How Do We Become Indispensable?


I just read an article in the Harvard Business Review about how to make yourself indispensable. The author describes an employee that has done a terrific job, done everything right. He applied for a promotion and was stunned when he didn’t get the position. It went to someone else. He asks, “What did I do wrong?” and his boss says, “Nothing, you’re doing a great job.”

The author argues that it’s much easier to improve your performance (and your position in the corporate world) if you haven’t been doing so well, but much harder when you’ve been doing a great job. He concludes that incremental
improvements don’t help as much as developing other, complementary strengths. For example, an engineer who indisputably does a wonderful job for the company would gain a lot less by becoming an even better engineer than by improving a skill such as writing or people management.

The article stimulated a lot of comments and debate. How do you make yourself indispensable: by keeping on top of the
ever-changing needs and wants of your bosses, and then working to meet those needs? Or by determining how you could become more valuable, based just on your own strengths?

This led me to think about how public relations practitioners can be perceived as indispensable by their clients or, in the case of internal PR staff, by the top management of their companies. There’s nothing more frustrating than losing a client, or not winning a client, due to a decision not to have an external PR firm because top management feels that PR isn’t a high enough priority. In these situations, when we are considered dispensable, the marketing department or the internal communications staff may disagree, but they’re overruled.

So how do we, as PR practitioners, make ourselves indispensable? Unfortunately, just as explained in the HBR article, simply doing a great job isn’t enough. The answer isn’t to provide even better results. If what we do is really that valuable to a corporation, then the onus is on us to make senior management understand that we are, indeed, indispensable.
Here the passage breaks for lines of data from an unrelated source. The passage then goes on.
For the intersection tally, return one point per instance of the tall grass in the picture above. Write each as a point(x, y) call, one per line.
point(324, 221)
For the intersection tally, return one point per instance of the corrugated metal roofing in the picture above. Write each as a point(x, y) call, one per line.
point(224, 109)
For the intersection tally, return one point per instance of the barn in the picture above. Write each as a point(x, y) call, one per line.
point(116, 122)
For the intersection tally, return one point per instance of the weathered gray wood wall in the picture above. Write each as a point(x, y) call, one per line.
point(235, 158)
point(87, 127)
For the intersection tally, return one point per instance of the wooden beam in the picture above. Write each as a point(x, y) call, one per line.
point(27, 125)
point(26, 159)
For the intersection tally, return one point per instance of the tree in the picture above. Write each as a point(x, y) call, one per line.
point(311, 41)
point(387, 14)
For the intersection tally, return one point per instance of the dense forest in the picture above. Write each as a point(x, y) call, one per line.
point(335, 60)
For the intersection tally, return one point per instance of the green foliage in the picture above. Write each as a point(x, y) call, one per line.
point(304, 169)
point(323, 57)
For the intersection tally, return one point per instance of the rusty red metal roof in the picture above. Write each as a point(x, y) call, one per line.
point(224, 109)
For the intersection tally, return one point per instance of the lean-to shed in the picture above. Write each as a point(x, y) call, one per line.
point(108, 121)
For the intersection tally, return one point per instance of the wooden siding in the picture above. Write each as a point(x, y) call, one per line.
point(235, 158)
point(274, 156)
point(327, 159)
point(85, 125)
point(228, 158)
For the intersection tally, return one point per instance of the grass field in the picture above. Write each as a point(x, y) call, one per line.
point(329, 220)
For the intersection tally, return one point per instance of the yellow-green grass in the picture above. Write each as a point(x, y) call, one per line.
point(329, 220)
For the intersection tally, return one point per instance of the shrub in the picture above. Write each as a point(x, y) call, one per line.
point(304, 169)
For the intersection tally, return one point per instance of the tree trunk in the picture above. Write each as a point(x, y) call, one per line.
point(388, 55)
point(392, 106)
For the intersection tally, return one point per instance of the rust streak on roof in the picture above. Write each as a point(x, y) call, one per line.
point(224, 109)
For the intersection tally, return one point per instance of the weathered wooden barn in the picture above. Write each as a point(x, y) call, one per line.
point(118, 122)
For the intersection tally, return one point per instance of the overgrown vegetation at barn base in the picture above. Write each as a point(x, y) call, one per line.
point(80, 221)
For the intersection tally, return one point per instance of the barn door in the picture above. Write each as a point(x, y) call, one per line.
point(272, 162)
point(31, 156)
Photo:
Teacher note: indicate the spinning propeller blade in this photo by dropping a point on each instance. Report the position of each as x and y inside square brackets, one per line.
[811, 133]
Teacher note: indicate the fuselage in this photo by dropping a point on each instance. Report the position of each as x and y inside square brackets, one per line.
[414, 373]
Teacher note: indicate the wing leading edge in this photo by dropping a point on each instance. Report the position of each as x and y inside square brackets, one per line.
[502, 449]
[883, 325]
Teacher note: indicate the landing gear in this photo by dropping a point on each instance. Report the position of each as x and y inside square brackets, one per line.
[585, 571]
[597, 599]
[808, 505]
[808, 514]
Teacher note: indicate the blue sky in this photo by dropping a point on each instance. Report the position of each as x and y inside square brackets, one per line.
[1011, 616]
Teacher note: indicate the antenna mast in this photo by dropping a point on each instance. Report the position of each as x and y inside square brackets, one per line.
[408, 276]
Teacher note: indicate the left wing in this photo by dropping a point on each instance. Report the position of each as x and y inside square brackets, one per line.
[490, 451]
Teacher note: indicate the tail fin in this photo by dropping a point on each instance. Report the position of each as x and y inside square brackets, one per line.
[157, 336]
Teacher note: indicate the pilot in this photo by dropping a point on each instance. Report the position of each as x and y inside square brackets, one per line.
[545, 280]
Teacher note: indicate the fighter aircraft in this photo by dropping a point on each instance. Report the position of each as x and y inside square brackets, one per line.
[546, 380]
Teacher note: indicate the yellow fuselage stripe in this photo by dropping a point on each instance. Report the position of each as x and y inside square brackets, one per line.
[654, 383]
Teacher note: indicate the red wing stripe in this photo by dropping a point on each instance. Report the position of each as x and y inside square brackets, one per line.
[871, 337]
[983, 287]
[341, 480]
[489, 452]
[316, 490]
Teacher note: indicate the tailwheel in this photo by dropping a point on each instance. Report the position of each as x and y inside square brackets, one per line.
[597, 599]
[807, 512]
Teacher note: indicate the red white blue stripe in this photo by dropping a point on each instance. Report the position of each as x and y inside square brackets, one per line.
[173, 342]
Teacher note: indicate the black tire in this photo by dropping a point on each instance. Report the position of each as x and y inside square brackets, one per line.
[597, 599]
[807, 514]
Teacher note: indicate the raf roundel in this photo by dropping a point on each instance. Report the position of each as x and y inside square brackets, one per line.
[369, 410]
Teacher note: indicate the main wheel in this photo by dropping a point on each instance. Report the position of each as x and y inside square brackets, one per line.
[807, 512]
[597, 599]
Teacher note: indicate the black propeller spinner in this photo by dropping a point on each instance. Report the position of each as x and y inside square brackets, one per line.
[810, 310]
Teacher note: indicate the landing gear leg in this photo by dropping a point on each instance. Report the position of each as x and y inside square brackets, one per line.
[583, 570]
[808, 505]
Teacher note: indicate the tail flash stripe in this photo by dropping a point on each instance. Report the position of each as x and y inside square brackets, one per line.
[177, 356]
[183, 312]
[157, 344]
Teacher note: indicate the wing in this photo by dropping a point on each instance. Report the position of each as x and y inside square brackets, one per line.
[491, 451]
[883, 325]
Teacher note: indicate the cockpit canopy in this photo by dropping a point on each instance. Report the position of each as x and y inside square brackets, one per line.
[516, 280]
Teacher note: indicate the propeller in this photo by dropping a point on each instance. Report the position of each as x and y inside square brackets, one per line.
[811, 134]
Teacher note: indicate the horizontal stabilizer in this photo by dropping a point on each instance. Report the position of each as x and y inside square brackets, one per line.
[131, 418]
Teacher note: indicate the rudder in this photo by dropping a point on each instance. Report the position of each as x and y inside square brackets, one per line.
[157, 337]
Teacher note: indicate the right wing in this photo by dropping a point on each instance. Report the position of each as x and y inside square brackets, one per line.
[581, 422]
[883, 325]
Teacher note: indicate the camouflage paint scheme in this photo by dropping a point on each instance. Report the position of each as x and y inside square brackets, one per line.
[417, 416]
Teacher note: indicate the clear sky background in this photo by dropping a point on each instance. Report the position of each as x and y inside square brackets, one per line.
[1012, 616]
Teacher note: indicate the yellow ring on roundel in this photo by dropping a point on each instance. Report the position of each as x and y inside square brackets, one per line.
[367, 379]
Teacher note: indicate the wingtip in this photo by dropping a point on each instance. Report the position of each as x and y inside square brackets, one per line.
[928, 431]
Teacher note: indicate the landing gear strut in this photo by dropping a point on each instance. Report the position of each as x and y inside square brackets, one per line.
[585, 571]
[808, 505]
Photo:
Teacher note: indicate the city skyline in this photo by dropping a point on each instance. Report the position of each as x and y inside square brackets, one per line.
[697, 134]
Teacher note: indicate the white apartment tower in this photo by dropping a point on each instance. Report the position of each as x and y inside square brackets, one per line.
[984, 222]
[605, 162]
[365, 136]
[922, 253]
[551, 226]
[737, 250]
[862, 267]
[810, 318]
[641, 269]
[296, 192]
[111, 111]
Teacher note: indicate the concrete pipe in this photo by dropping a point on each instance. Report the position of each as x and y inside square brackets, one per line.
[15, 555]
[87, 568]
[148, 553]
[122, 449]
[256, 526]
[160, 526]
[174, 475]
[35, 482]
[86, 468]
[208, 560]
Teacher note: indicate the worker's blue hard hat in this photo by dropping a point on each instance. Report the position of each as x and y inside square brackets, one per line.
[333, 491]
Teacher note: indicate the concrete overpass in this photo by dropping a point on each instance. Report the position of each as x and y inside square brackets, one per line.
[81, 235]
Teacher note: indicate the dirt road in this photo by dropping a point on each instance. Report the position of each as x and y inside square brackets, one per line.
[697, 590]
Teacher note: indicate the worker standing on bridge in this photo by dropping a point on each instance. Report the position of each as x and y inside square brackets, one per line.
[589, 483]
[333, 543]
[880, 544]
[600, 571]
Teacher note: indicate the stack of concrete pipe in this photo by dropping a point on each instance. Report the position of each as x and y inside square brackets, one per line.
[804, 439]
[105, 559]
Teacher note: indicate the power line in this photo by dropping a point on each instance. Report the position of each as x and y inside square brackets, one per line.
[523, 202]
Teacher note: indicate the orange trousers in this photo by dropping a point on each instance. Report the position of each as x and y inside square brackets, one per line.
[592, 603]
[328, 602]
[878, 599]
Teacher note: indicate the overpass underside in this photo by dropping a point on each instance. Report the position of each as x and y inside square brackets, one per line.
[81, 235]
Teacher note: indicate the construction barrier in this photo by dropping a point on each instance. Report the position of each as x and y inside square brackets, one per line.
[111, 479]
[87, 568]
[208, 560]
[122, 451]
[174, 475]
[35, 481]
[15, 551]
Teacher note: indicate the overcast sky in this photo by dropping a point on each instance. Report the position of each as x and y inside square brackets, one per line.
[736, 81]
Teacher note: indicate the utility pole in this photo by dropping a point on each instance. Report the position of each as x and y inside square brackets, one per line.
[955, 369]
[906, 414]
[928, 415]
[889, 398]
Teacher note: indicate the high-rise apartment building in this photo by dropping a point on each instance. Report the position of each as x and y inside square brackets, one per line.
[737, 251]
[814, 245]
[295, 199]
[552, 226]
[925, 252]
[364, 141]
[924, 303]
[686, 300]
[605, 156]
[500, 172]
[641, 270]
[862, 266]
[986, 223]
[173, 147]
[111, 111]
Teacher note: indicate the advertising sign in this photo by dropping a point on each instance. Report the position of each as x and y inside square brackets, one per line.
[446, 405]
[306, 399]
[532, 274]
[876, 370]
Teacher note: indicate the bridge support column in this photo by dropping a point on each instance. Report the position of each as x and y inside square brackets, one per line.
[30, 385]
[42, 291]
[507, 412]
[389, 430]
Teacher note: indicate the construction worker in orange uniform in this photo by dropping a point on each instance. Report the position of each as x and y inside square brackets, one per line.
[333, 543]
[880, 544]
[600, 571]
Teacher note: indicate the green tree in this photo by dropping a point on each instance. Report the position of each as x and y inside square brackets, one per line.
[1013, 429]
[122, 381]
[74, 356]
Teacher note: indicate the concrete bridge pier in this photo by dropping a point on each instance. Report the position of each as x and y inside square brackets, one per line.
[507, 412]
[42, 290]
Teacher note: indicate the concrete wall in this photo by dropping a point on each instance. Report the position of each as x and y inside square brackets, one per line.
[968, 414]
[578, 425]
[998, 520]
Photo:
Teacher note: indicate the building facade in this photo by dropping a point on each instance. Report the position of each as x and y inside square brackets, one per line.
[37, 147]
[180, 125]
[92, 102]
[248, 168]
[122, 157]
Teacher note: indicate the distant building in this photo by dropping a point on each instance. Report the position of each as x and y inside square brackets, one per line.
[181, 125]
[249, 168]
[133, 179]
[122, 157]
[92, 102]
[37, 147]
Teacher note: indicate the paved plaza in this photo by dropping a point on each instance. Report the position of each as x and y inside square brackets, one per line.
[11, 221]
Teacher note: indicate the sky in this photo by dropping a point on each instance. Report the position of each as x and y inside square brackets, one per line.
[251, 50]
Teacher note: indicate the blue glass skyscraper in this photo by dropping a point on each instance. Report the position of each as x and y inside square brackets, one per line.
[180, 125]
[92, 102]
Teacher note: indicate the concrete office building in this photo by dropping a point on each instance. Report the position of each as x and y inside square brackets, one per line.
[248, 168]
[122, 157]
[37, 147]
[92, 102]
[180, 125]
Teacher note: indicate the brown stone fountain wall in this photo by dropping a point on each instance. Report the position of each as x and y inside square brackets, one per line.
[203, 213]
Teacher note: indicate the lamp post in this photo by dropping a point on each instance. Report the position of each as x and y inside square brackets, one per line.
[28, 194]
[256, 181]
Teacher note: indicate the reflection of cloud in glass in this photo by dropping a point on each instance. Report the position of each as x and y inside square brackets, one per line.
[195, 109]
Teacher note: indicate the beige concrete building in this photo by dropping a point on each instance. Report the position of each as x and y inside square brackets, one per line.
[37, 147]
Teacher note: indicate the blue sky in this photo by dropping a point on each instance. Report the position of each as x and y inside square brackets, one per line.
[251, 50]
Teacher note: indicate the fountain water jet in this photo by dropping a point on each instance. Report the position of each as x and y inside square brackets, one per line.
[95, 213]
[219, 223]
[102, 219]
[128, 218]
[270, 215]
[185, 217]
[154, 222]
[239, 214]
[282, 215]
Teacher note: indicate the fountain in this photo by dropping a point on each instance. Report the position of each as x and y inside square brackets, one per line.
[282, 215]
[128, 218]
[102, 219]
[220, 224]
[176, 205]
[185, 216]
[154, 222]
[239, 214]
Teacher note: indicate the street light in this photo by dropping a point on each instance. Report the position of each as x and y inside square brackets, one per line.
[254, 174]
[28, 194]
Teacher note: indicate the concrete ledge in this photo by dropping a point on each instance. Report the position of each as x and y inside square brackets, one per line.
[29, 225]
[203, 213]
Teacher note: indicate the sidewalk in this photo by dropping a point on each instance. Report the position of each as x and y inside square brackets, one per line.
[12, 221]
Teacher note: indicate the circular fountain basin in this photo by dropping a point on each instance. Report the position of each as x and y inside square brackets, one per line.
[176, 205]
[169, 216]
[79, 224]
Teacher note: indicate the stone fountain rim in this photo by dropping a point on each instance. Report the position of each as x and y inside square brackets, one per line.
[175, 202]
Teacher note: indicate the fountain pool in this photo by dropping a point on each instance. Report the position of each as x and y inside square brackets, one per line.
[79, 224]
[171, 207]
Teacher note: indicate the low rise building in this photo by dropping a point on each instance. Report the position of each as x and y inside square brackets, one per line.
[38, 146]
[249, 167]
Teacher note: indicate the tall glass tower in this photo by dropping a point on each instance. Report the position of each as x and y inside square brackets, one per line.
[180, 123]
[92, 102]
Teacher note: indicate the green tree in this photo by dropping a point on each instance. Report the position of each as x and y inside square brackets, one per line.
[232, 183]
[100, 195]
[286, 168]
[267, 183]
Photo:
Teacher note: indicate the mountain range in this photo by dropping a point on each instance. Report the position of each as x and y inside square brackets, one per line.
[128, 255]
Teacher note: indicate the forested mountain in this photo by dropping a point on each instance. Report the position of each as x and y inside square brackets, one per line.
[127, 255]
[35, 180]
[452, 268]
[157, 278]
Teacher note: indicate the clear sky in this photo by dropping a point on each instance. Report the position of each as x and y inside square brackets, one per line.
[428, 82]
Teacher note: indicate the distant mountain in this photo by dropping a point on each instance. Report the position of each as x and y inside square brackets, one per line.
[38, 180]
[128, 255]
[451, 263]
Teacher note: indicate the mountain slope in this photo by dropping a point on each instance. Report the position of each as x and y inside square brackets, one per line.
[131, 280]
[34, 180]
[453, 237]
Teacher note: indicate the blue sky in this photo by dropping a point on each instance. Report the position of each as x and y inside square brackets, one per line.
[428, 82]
It helps if we set measurable goals in the beginning of a project or a year and then actually do the measurement. However, this is a lot easier said than done, and a lot of attention has to be paid to what kinds of goals are set as well as how they are measured. Otherwise, who’s to say, for example, that it was the PR, not some improvement in the product or services, the sales methods or the distribution methods, that helped sell more?

It’s very hard to measure the impact of PR in isolation from other factors. It’s crucial to agree on goals that we can, without doubt, take credit for reaching.  Often even if we can suggest appropriate, measurable goals, our clients don’t have the budget to spend on measurement.

In my most cynical mood, I’d say that very often it’s the people who have to be indispensable in order to sell senior management on PR, not the actual contribution PR makes. The most successful people in the PR industry (as everywhere) are those who have strong personal charisma as well as the ability to cozy up to the decision-makers in an organization and win them over. Sometimes indispensable means a bond of dependency.  That kind of relationship trumps PR results every time.

I wish I had the answers to how we can make PR indispensable. Maybe you do. I’d like to hear what you think about this.